[docs] Add Documentation for Fluss Java Client (apache#734)

polyzos · polyzos · commit 7a9611f5f88f · 2025-04-27T18:14:03.000+03:00
diff --git a/website/docs/apis/_category_.json b/website/docs/apis/_category_.json
@@ -0,0 +1,4 @@
+{
+  "label": "Fluss APIs",
+  "position": 9
+}
diff --git a/website/docs/apis/java-client.md b/website/docs/apis/java-client.md
@@ -0,0 +1,229 @@
+---
+sidebar_label: "Java Client"
+sidebar_position: 1
+---
+
+<!--
+ Copyright (c) 2025 Alibaba Group Holding Ltd.
+
+ Licensed under the Apache License, Version 2.0 (the "License");
+ you may not use this file except in compliance with the License.
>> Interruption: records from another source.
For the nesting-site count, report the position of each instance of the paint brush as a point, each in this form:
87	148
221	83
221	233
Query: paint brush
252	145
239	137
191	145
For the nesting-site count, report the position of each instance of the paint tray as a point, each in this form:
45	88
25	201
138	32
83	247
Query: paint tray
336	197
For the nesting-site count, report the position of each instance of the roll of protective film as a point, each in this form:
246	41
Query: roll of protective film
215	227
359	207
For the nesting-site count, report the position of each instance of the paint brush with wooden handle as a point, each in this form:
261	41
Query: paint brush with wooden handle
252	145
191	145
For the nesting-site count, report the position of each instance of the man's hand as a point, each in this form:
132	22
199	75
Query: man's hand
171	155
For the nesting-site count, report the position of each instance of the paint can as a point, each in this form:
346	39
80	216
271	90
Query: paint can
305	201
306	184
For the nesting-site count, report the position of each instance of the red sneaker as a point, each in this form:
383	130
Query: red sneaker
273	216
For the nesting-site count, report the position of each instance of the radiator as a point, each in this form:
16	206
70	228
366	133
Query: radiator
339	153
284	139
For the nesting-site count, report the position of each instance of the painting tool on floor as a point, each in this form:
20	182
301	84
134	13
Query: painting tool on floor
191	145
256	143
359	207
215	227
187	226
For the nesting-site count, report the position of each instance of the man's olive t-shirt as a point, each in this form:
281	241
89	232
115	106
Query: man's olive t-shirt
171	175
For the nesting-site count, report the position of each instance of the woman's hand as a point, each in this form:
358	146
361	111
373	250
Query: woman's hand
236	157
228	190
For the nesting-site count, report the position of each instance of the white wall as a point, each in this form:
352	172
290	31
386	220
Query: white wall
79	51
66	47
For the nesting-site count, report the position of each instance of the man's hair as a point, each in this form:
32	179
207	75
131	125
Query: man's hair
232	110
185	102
+ You may obtain a copy of the License at
+
+      http://www.apache.org/licenses/LICENSE-2.0
+
+ Unless required by applicable law or agreed to in writing, software
+ distributed under the License is distributed on an "AS IS" BASIS,
+ WITHOUT WARRANTIES OR CONDITIONS OF ANY KIND, either express or implied.
+ See the License for the specific language governing permissions and
+ limitations under the License.
+-->
+
+# Fluss Java Client
+## Overview
+Fluss `Admin` API that supports asynchronous operations for managing and inspecting Fluss resources. It communicates with the Fluss cluster and provides methods for:
+
+* Managing databases (create, drop, list)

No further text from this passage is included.